What should you do if you can’t find affordable coverage?

The hard market isn’t just affecting premiums. It’s also impacting the availability of coverage. In some lines of insurance, the number of insurers offering coverage has declined because they don’t want to take on certain levels of risk.

Even when insurance is available, the amount of coverage offered in a single policy may be lower than in the past. Your insurance agent can detail ways to overcome these problems, but here are some common options.

Excess and surplus lines

One answer may be the excess and surplus (E&S) market, which specializes in insuring high-risk or hard-to-place accounts.

The E&S market offers more flexibility and customized coverage options compared to the standard market, but it also comes with higher premiums. This can be a viable option for businesses that can’t find coverage in the standard market due to their risk profile, lack of insurers in a certain area, or specific coverage needs. In extreme cases, you may need to turn to government-provided insurance for coverage.

Self-insurance

If your business has a good track record of managing claims, potential solutions include self-insuring. You can do this through a “captive” insurance company.

A captive insurance company is a legal entity that pools risk in a nontraditional way, outside the normal insurance company options. A captive can be either a single company insuring its own risks or a group of companies banding together to cover risks in a similar industry or peer group.

There are several types of captive insurance companies, but here are a few of the most common:

  • Pure captive: Also called a single-parent captive, a pure captive is a subsidiary of a single company and its affiliated businesses. It insures just those risks.
  • Group captive: A group captive is owned by several organizations. This option is often appealing to small and midsize companies that don’t have the capital to form a single-parent captive. A group captive can be formed of members from the same industry or members of different industries similar in size. In a group captive, your company shares the risks of many other companies in the group. That means some of the money your company reserves will go to pay for losses at other companies, but theirs will also help pay for yours.
  • Association captive: As it sounds, this option covers the risks of members of an association and their affiliated companies. Some smaller companies join associations to get this insurance benefit.
  • Risk retention group: Though it doesn’t have “captive” in its name, a risk retention group (RRG) is still a captive insurer. An RRG is owned by its members and covers only liability insurance. It insures group members with similar operations or activities or similar liability exposures due to their industry, products or services.
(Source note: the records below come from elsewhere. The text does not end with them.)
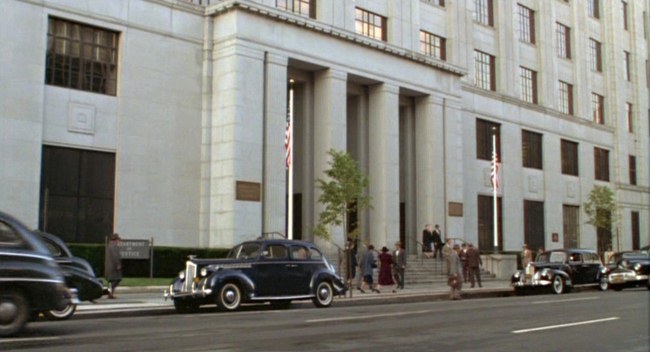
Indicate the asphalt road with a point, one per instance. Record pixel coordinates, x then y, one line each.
583 321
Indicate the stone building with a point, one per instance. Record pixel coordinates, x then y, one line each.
166 118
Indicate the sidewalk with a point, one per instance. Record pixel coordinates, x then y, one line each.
132 301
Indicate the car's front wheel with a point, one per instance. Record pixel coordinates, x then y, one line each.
324 294
14 312
62 314
229 297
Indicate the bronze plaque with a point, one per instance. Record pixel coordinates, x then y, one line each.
455 209
248 191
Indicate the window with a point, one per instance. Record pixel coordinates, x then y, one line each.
624 15
528 79
484 131
598 108
301 7
526 24
81 57
632 166
433 45
571 226
626 65
595 55
593 8
569 158
534 224
531 149
630 117
370 24
484 70
601 164
566 98
563 41
484 12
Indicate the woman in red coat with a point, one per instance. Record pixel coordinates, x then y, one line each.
385 268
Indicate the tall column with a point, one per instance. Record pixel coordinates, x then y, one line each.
274 187
383 162
330 101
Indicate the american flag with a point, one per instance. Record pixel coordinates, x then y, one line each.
494 171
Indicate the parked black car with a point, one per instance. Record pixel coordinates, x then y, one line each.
78 275
628 269
265 270
560 270
31 281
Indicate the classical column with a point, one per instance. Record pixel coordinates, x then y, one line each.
383 162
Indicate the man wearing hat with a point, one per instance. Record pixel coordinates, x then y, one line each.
113 264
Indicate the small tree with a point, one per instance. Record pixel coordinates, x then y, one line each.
343 192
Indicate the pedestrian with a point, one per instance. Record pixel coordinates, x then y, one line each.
113 264
399 262
368 263
474 263
455 273
385 269
437 242
427 240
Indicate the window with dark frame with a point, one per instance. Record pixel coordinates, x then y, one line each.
601 164
484 70
81 56
528 81
484 131
370 24
433 45
526 24
569 158
531 149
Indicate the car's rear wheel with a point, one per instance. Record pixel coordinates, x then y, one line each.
324 294
14 312
62 314
229 297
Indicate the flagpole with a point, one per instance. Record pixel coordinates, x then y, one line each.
290 161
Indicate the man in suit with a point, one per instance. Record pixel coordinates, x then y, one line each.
399 264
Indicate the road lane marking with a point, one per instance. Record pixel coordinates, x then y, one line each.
363 317
567 300
565 325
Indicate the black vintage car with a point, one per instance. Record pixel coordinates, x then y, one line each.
628 269
265 270
31 281
560 270
78 275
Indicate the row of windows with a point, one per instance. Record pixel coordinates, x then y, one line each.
532 152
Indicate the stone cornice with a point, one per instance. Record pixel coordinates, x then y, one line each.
312 25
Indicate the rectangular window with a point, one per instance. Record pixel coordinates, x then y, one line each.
534 224
563 41
569 158
531 149
81 57
484 131
526 24
632 166
598 108
566 98
302 7
601 164
528 81
595 55
370 24
433 45
484 70
486 223
593 8
484 12
571 226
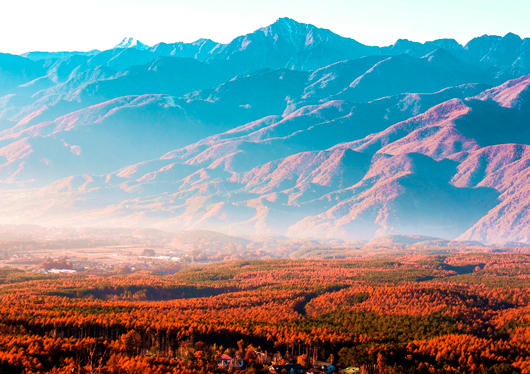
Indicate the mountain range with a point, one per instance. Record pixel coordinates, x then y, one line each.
290 130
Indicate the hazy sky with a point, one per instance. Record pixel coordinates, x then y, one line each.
54 25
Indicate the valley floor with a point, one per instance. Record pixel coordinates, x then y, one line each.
461 313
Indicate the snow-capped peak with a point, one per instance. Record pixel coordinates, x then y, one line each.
132 43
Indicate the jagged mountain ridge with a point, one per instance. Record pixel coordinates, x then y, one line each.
288 130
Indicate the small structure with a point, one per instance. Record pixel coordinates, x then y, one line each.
226 361
325 367
290 369
351 370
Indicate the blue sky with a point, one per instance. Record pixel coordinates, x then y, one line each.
55 25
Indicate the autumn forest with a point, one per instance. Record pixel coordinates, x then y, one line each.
446 313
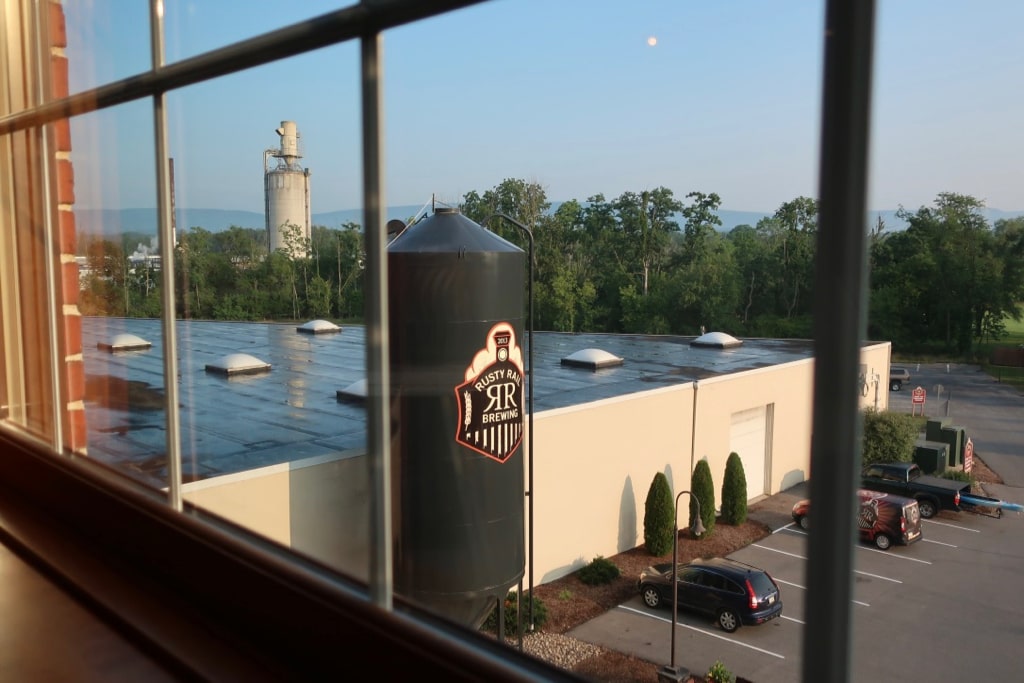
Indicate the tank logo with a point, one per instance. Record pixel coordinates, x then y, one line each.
491 413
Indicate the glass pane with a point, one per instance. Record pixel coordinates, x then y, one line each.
108 40
265 440
120 262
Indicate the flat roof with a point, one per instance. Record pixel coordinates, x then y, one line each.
236 423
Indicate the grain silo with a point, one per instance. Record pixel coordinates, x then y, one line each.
456 317
287 194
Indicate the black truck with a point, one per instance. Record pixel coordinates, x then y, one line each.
932 493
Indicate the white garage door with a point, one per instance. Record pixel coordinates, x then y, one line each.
748 436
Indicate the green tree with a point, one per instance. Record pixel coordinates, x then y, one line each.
888 437
699 224
734 491
702 486
645 221
659 516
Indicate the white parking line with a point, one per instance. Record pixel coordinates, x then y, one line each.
704 631
804 588
782 552
873 550
894 556
963 528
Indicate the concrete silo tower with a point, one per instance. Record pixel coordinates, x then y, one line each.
287 193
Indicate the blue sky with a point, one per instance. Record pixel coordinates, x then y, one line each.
566 93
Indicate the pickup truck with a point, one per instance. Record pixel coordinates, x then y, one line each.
932 493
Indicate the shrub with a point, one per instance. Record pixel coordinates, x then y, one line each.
600 570
704 489
658 517
511 614
719 674
889 437
734 492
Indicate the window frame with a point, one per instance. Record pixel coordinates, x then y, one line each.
304 612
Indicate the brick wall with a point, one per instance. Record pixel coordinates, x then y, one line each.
70 340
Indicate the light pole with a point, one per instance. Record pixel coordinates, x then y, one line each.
671 672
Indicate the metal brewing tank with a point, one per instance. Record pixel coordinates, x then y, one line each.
456 316
287 189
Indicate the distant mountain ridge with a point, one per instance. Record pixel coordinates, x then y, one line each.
111 222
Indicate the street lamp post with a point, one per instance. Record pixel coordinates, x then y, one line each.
671 672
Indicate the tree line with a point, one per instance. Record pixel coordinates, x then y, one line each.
644 262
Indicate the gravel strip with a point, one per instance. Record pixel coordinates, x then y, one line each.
559 649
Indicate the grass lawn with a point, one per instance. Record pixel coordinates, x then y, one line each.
1015 337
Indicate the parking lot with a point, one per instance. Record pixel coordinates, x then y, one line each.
947 607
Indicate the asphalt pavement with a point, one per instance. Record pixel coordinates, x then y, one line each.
991 414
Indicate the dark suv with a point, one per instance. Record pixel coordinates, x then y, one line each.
732 592
898 377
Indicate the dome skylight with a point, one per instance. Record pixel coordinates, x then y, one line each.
317 327
125 342
716 340
239 364
592 358
354 392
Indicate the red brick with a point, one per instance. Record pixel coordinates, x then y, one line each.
70 288
75 432
58 77
76 380
69 237
61 132
73 335
66 181
58 28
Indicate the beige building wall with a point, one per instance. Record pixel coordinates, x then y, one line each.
593 466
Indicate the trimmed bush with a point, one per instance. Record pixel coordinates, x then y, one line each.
600 570
658 516
734 492
889 437
704 489
511 614
719 674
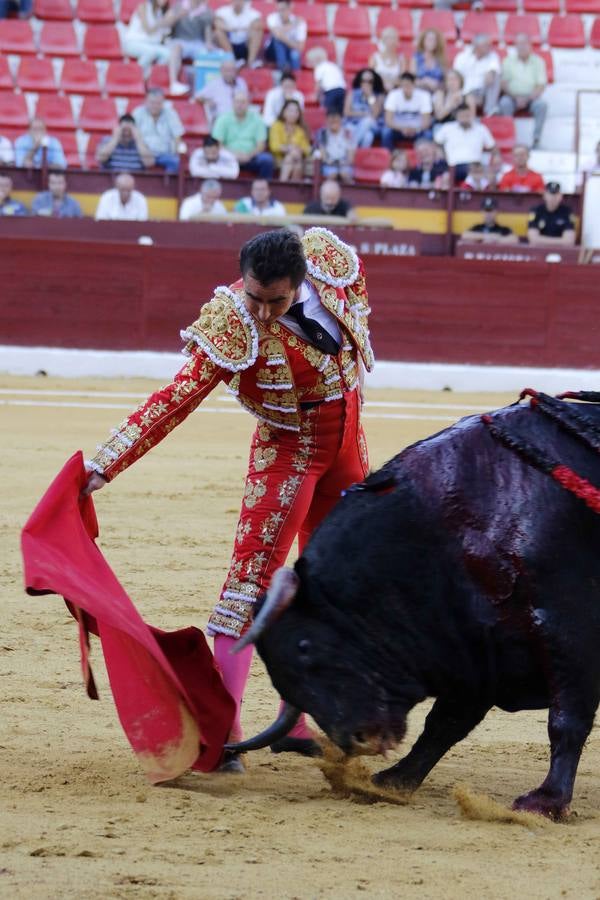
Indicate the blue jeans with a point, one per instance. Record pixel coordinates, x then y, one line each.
167 161
261 165
283 56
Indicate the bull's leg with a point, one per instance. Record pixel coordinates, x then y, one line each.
448 723
568 728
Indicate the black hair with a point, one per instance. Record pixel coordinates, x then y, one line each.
273 255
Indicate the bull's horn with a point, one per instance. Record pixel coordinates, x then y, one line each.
282 591
282 726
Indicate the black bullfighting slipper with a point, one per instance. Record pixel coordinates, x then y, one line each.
303 746
232 764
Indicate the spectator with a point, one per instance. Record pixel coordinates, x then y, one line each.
28 148
476 179
496 168
191 36
277 96
397 174
523 81
55 202
429 171
160 129
489 231
330 202
207 201
464 141
479 66
329 80
288 37
244 133
217 94
239 30
335 148
148 27
551 223
448 98
7 154
213 161
125 151
260 202
521 179
429 63
363 107
407 113
388 61
8 206
123 202
289 142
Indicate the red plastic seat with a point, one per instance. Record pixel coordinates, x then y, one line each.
400 19
315 17
36 74
58 39
323 42
357 56
96 11
13 111
102 42
55 110
79 76
566 31
16 36
442 19
125 79
57 10
370 163
352 23
479 23
6 79
503 131
98 114
192 118
525 24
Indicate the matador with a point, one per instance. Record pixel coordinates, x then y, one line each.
290 340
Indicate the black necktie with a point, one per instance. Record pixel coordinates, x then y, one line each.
313 330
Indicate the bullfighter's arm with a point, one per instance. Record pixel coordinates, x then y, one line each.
155 418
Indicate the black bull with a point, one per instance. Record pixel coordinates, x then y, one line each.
461 571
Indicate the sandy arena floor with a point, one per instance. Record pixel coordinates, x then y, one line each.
77 818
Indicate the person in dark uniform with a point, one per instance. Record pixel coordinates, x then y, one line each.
551 222
489 231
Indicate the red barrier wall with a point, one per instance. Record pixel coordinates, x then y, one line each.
114 296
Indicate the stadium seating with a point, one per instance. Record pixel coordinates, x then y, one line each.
370 163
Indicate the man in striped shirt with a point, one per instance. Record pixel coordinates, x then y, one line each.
125 151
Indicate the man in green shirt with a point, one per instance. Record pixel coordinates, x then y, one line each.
523 81
243 132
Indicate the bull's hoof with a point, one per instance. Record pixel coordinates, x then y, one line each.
543 803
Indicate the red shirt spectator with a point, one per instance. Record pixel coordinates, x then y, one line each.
521 179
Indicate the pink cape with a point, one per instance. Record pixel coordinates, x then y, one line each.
169 694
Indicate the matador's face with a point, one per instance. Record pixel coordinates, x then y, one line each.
268 302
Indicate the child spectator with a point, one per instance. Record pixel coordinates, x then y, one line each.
397 174
329 79
289 142
429 63
363 107
288 36
336 148
388 61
The market is tough, but you have options

The insurance industry is cyclical. Hard markets are typically followed by soft markets, characterized by lower premiums and broader coverage. But predicting the timing and extent of a market shift is difficult.

In the meantime, you can adapt to current hard market conditions by exploring alternative insurance options, working with an experienced broker who can help you navigate the complexities of the market, and implementing loss-control measures and improved safety protocols.

You might also talk to your insurance advisor about premium financing options that spread your insurance costs out over the year.